The Dark Queens by Shelley Puhak

 




Reviews

This book is “a work of narrative nonfiction based on primary sources”, so it probably does not contain the full truth about the lives of the two queens, but rather an imaginary reality that can be read from the archival records and other surviving medieval documents found in our time.

I also felt a little bias on the part of the writer, as he portrayed one queen as good and the other as inherently bad.  While there are sources that would prove just the opposite.  But there has to be a good and a bad hero in every story so that we always feel personally touched in the events.  And this book was like that, I was almost present in the throne halls, on the battlefield, I mourned with the queens at the battle losses, I cried with them at the death of their husbands and children.
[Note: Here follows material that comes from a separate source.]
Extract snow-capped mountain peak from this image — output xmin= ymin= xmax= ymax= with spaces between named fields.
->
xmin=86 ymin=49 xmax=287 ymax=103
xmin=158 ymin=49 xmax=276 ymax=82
It was the best and most interesting historical nonfiction of all I have read so far.  I have come to know a world and an age that has been unknown to me so far, a bloody and chaotic era in French history that was still the starting point of current French and European history.  The two queens were pragmatic and ruthless, yet we feel that romance, love of family and nation were also present in their lives.  For virtually half a century, they ruled much of the continent, yet their lives were erased from the pages of the history books by jealous descendants.

There are a lot of events and characters in the book, no pages, no sentences that would be a little boring.  We always believe that the present is the most tortuous, the most interesting, and then we realize that there were times when the lives and destinies of peoples and nations were in constant turmoil.

Thanks to Netgalley and Head of Zeus for the opportunity to read this book before it is officially published.